The Annelides, say MM. Audouin and Milne-Edwards, which we group round the genus Aricia
of Savigny, and of which we form the fifth family in the order Errantes, present very considerable dissimilarities in their external structure, — a circumstance which ought not to surprise us, for whenever organs, hecause of their minor developement, become of slight importance in the economy of the animal, and are about to be obliterated more or less entirely from its anatomy, we find them to vary proportionably in their forms. Such is the case with the exterior appendages of the Ariciadae, a small family which intervenes to smooth the abruptness of the passage between the more typical An. Errantes, and the Annelides of the orders Terricolae and Tubicolae.
It is probably from this discrepancy among them that, up to this time, no naturalist has seized upon the characters which seem to us to unite them in one, but every one has scattered its members among different groups.
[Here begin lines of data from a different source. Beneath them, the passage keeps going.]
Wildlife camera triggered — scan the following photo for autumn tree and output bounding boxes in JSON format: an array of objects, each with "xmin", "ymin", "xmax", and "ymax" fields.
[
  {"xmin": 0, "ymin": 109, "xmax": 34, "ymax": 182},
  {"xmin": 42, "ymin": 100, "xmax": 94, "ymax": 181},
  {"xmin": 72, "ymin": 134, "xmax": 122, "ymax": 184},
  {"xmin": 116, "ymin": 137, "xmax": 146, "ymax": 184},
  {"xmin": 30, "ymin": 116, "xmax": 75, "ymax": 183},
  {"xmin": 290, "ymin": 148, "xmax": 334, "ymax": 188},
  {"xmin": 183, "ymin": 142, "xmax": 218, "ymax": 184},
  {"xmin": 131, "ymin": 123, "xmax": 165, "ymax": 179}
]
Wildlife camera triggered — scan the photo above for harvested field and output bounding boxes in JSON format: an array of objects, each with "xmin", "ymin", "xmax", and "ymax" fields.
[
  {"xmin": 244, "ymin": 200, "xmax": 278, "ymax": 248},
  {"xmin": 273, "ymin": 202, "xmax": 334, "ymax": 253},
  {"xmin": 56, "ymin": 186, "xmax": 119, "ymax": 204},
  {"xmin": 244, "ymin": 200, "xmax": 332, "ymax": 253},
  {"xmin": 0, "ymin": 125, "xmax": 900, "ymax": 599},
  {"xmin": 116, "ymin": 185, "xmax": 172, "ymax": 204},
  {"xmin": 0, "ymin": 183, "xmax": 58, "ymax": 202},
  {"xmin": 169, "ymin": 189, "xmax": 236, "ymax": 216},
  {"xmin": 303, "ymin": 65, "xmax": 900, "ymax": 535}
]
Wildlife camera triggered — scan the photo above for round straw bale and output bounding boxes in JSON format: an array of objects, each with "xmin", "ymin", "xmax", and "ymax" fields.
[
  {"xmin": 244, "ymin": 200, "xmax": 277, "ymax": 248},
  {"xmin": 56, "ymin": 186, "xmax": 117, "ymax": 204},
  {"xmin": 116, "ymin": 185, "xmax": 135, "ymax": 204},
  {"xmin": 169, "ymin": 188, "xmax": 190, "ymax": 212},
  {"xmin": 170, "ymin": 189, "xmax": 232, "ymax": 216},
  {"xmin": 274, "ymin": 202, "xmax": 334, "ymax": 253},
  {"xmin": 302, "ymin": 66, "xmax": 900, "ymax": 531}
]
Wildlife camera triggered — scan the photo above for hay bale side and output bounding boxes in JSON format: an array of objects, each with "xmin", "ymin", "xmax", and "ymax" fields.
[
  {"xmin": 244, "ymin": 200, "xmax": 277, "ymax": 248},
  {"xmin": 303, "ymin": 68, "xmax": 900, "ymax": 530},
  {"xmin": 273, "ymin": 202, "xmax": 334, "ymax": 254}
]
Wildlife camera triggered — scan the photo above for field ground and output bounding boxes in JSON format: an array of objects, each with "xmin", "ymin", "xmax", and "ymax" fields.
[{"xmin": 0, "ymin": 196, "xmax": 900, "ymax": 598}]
Several of them have been considered as related to the Earth-worms, others to the Nereides, and a certain number have been collected together by M. de Blainville in his family "Nereiscoles." The end which that zoologist had in view in the establishment of that family is very nearly the same which has led us to unite in one distinct group the Annelides in question; and it is probable that if Blainville had personally observed a greater number of species, his opinions relative to the composition of the family
would have been more in unison with ours than they happen to be.